Southerners are storytellers, and many of the stories told during the volatile years at the turn of the 20th century reflected a conviction that all southern whites, regardless of their religion, class and ethnicity, were bound by a love of family, home and community, and an uncompromising belief in white supremacy. Dr. Trent Watts examines his theory in his new book One Homogeneous People: Narratives of White Southern Identity, 1890-1920.
Watts, a member of the English and technical communication department at Missouri University of Science and Technology, explores how these white southerners explained their region and its people to themselves and other Americans through narratives found in a variety of forms and contexts, including political oratory, fiction, journalism and correspondence.
“I grew up in Mississippi and have always been fascinated with the long shadow that the post-Reconstruction years cast on the South,” says Watts. “The perceived threat of black aspirations to civil rights resulted in the creation and widespread acceptance of the ideal I call ‘pan-whiteness,’ that all white southerners are one community, a notion that proved persuasive and tenacious for generations.”
The book, which is published by The University of Tennessee Press, includes three extended essays on related themes of race and power and illustrates how similar the idea of pan-whiteness is across different classes and generations. The final essay focuses on Mississippi’s Neshoba County Fair, an institution that was established in 1889.
“The fairgrounds include more than 600 cabins, all owned by white families. In a county almost one-third black, the fair is the embodiment of the largely unspoken power of whiteness and racial exclusion.” Watts continues, “Neshoba County became notorious in 1964 when three civil rights workers were murdered there. The fair is a nostalgic celebration of community and a mandatory visit for would-be state office holders.
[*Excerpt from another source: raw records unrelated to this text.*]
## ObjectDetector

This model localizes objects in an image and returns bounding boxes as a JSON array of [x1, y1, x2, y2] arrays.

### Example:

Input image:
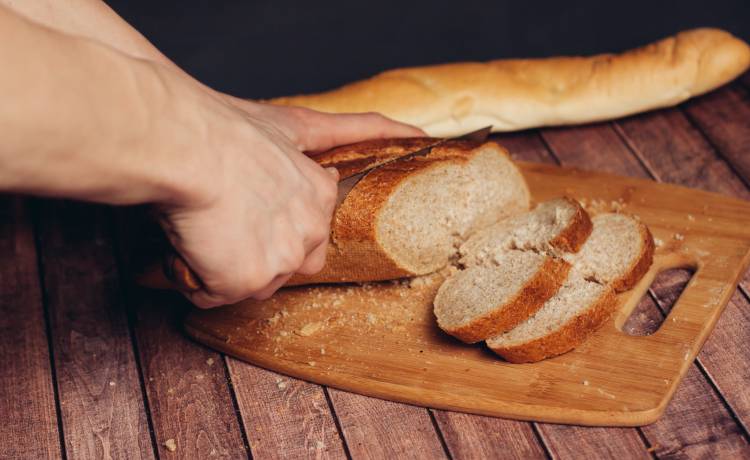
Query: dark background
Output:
[[108, 0, 750, 98]]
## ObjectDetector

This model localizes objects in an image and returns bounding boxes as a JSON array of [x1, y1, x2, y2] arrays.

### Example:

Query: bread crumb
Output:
[[297, 322, 323, 337], [266, 311, 282, 325], [164, 438, 177, 452]]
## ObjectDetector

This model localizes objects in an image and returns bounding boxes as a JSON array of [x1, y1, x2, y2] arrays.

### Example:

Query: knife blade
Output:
[[336, 125, 492, 206], [162, 125, 492, 292]]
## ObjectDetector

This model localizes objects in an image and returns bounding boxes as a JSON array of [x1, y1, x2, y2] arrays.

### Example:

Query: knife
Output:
[[162, 125, 492, 292], [336, 125, 492, 206]]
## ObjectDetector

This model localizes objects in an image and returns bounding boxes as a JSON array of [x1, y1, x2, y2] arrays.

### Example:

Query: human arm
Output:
[[0, 7, 400, 306]]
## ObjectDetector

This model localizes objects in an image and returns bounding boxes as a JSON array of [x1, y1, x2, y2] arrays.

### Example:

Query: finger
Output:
[[297, 240, 328, 275], [251, 273, 292, 300], [298, 110, 426, 151], [185, 289, 227, 309]]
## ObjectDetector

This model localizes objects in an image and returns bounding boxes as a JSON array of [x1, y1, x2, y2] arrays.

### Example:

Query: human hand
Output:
[[159, 100, 424, 307]]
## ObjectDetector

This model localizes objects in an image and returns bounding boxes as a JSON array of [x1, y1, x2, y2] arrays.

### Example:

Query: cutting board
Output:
[[185, 164, 750, 426]]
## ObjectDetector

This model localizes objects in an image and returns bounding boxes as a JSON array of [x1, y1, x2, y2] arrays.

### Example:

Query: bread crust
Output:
[[487, 213, 655, 363], [550, 196, 594, 252], [287, 138, 525, 286], [610, 221, 656, 293], [435, 256, 570, 343], [270, 29, 750, 136], [487, 287, 617, 363]]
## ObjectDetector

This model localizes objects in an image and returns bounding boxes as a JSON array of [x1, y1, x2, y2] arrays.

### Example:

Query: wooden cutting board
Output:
[[185, 164, 750, 426]]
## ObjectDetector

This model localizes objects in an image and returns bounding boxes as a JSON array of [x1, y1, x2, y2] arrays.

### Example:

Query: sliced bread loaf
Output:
[[487, 214, 654, 363], [434, 198, 591, 343], [288, 139, 529, 285]]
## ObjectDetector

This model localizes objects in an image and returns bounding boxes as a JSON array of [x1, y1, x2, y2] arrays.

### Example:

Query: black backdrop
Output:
[[108, 0, 750, 97]]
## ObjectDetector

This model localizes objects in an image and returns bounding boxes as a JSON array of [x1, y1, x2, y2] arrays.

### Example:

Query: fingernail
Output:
[[326, 167, 340, 180]]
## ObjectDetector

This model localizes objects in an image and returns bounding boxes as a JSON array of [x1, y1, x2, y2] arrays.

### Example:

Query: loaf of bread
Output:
[[270, 29, 750, 136], [434, 198, 591, 343], [138, 138, 529, 289], [288, 139, 529, 285], [487, 214, 654, 363]]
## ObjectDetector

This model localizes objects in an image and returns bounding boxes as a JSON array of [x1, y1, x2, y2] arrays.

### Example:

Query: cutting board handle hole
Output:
[[621, 268, 695, 336]]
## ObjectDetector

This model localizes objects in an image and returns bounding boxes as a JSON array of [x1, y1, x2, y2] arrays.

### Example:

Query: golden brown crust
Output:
[[287, 140, 520, 286], [610, 221, 655, 293], [440, 257, 570, 343], [487, 288, 617, 363], [313, 137, 441, 179], [550, 196, 594, 252], [271, 29, 750, 136]]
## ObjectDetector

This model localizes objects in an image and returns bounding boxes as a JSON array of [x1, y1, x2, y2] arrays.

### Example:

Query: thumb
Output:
[[299, 110, 426, 151]]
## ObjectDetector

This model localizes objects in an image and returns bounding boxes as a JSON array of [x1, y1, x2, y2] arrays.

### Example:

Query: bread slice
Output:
[[434, 198, 591, 343], [487, 214, 654, 363], [288, 139, 529, 285], [271, 29, 750, 136]]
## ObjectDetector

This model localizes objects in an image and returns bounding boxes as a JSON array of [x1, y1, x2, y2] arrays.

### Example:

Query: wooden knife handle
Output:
[[162, 252, 203, 292]]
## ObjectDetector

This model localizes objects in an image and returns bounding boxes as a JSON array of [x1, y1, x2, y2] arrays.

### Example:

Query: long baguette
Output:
[[270, 29, 750, 136]]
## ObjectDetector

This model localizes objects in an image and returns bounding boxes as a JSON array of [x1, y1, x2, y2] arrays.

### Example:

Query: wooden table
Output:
[[0, 74, 750, 458]]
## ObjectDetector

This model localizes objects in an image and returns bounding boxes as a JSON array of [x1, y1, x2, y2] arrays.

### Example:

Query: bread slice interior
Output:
[[487, 213, 654, 362], [434, 198, 591, 343], [375, 143, 529, 274]]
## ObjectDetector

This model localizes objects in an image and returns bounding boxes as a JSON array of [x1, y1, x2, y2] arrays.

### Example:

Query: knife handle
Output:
[[162, 251, 203, 292]]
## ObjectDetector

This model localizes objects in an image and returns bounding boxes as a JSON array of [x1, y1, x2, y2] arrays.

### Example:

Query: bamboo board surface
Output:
[[185, 163, 750, 426]]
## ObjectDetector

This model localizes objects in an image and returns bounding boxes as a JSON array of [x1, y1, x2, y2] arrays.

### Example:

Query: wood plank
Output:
[[0, 196, 62, 458], [328, 388, 446, 459], [185, 163, 750, 426], [683, 85, 750, 184], [40, 202, 154, 458], [227, 358, 346, 458], [116, 208, 248, 458], [544, 122, 746, 455], [516, 126, 659, 458], [619, 110, 750, 432], [130, 291, 248, 459], [652, 270, 750, 434], [434, 411, 547, 460]]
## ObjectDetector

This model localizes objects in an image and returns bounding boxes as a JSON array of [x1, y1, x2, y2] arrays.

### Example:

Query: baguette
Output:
[[434, 198, 592, 343], [270, 29, 750, 137], [487, 214, 654, 363], [287, 139, 529, 285]]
Given the county’s past, such a combination seems problematic.”
Watts joined Missouri S&T’s faculty in 2003 and was named associate professor in 2010. He holds a Ph.D. in history from the University of Chicago. Before coming to S&T, he taught American history at James Madison University. At S&T, Watts teaches courses on American literature, southern culture, and representations of the American South in film, among others.
In addition to writing One Homogeneous People, Watts edited White Masculinity in the Recent South, a collection of essays by 13 scholars that examines southern male stereotypes. His work has appeared in Southern Cultures and The New Encyclopedia of Southern Culture. He is currently working on a history of sex and sexuality in the recent South and a book of photographs taken by civil rights activist Rev. Ed King.